Nonetheless, the circle has now turned 360 degrees: Vertical integration is back in favour. Australia’s Macarthur Coal, which supplies a third of the coal used by the world steel industry, has been bought by milling companies eager to secure their own fuel source (Armitage, 2010). ArcelorMittal, the world’s largest steel maker, has restructured into a vertical company, buying iron ore mines from Liberia to Mexico (Armitage, 2010). Anglian Building Products, one of the UK’s largest double-glazing companies, has adopted vertical integration as its business model too, operating glass furnaces, blending its own PVC to extrude into sections, and employing its own van fleet and installation staff. Director Melanie Russell says: “One of the main competitive advantages is that we operate a vertically-integrated service enabling total control of all processes, from initial design, survey, manufacture, fabrication and glazing to final installation and after sales support.” (Armitage, 2010) The resurgence of vertical integration is largely due to the reason that, when vertical integration was in “decline” or “out of fashion”, many companies outsourced their customer services to call-centers, often overseas. However, they lost control of their vital functions which proved unsatisfactory for many companies performances and so companies such as the mobile groups Orange and AT&T Inc, as well as Abbey National bank, now Santander, are among many firms bringing vertical integration back into the limelight.(Armitage, 2010) The resurgence of vertical integration has not been restricted to the UK only, India who has arguably acquired the biggest gain from the outsourcing of customer service has the most to lose due to the return of vertical integration. However, India has also embraced vertical integration. One of its organization, Reliance Industries, stretches from oil production through textiles, to retailing, and Chairman Mukesh Ambani says: “Backward vertical integration has been the cornerstone of the evolution and growth of Resolution.” (Reliance Industries Limited).Another well know Indian organization “Tata” has also recently adopted the same policy, following its purchase of Britain’s Corus steel company by buying vehicle makers Jaguar and Land Rover (BBC,2008)

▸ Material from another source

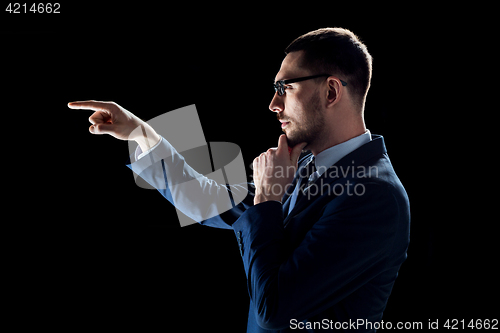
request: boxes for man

Despite the resurgence of vertical integration, the main brake on this trend may be the fear of governments, that vertical integration is non-competitive. The European Union (EU) blocked General Electric’s $44 billion bid for Honeywell’s (Bloomberg, 2001) since it believed that a combined group would control too much of the jet engines market, while British regulators stepped in to deter Sky television from owning Manchester United Football Club and in 2009 blocked a ticket agency from buying a concert organizer (Armitage,2010). But while trends in organizational structure keep changing, the current wish to control supplies and outlets is making vertical integration popular again.